This is a major revision of an article that I wrote in 2013. I’m developing a paperless workflow for my home and office. I want to save all my documents in PDF/A-1b PDF/A-2b archival format so I will be able to open them for years to come. The PDFs should be searchable, meaning they contain not only images of documents, but strings of text. This allows the documents to be indexed so I can quickly find documents when I type in Windows Explorer’s search box.
Note The 2013 approach created PDF/A-1b files, which do not support transparency. Increasingly, files that I receive include transparent fonts; when these were converted to PDF/A-1b, the fonts were rasterized, the files were no longer searchable, and the the files were very large. PDF/A-2b, with its support for transparency, solves all that.
There are basically three types of documents that need to be archived:
- Paper documents. These must be scanned and, in order for them to be searchable, have Optical Character Recognition (OCR) applied. I’ve found OmniPage 18 Standard to be pretty good at this.
- Non-PDF electronic documents like emails, web pages, etc. These already have text; they just need to be converted to PDF/A. I’ve already blogged about using CutePDF to print these to PDF/A.
- PDF documents. Once you opt out of paper statements, your bank, credit card company, telephone company, and utility will give you links to PDF files for download. Your tax software probably saved a PDF file too. You could re-print these to PDF/A using CutePDF, but I chose to write a batch file to quickly convert an existing PDF to PDF/A using Ghostscript. This batch process is the subject of this article.
Set up the Batch Components
Caveat This approach should create valid PDF/A documents, but even among experts, there is some disagreement about the PDF/A standard. Use this approach at your own risk. If you have Adobe Acrobat Professional, you can use its “pre-flight” validation to check the output. Or you may want to try a free online validator like the one at PDF-Tools.com. For more background on the process, see this this superuser article and this Ghostscript bug report. In brief testing with PDF/A-2b, I found that one of three test files failed validation, complaining about CMYK colorspace even though I specified RGB. Maybe the source document (an AT&T Internet bill) had some reference to CMYK.
The underlying technology for this batch file is the same as for the CutePDF process, so if you have already followed the other post, you can skip the identical steps.

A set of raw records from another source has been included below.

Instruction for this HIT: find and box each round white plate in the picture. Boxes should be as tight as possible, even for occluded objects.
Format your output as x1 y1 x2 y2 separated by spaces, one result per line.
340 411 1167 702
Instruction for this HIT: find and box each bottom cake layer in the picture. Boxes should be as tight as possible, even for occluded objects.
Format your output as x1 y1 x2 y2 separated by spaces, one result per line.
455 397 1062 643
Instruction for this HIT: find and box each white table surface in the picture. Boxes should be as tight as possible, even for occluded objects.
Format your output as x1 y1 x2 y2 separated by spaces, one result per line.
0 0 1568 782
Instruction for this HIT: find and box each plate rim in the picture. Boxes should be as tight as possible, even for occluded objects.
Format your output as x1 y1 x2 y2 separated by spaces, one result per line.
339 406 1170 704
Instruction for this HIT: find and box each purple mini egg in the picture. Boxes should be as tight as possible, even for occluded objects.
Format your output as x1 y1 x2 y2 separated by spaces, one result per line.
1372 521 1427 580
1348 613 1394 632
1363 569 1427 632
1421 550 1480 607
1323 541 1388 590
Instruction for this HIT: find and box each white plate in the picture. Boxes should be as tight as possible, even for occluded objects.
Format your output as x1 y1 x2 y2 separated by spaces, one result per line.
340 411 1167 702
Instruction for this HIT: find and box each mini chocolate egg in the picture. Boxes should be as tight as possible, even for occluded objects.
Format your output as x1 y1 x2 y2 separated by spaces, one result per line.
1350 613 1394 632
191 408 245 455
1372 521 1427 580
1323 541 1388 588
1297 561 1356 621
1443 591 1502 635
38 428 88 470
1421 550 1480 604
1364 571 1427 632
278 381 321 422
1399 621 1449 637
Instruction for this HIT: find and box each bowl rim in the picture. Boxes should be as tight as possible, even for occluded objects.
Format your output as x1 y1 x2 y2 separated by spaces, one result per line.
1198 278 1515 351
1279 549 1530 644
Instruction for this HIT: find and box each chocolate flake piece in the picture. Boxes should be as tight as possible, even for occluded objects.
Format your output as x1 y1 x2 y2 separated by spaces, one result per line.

1. Download the latest GNU Affero-licensed version of Ghostscript here (version 9.25 as of this writing) (version 9.54 as of April 22, 2021). I found that the 32-bit version works fine even under 64-bit Windows 7 or 10. Install Ghostscript but customize the directory so it doesn’t change if you get a later version, I use C:\Program Files (x86)\gs\latest
. At the end of the install, go ahead and let it Generate cidfmap for Windows CJK TrueType fonts.
2. Create an empty folder on your C: drive called C:\GS_PDFA (Ghostscript PDF/A).
3. Go to Control Panel > System and Security > System. Click on Advanced system settings then Environment Variables. Under System variables, highlight Path, click Edit and add C:\GS_PDFA to the Path (shown here in Windows 10):
4. Download PDFAbatch_1.5.zip and unzip it into C:\GS_PDFA. This will give you four files:
pdfa.cmd
– the batch filePDFA_def.ps
– the prefix file for Ghostscript conversion to PDF/APDF_ShowBookmarksPanel.ps
– a Postscript instruction to tell a PDF reader to show the Bookmarks Panel when opening the document.Release Notes.txt
Note that PDFA_def.sys
is the same file described in the CutePDF post, so it’s okay to overwrite it.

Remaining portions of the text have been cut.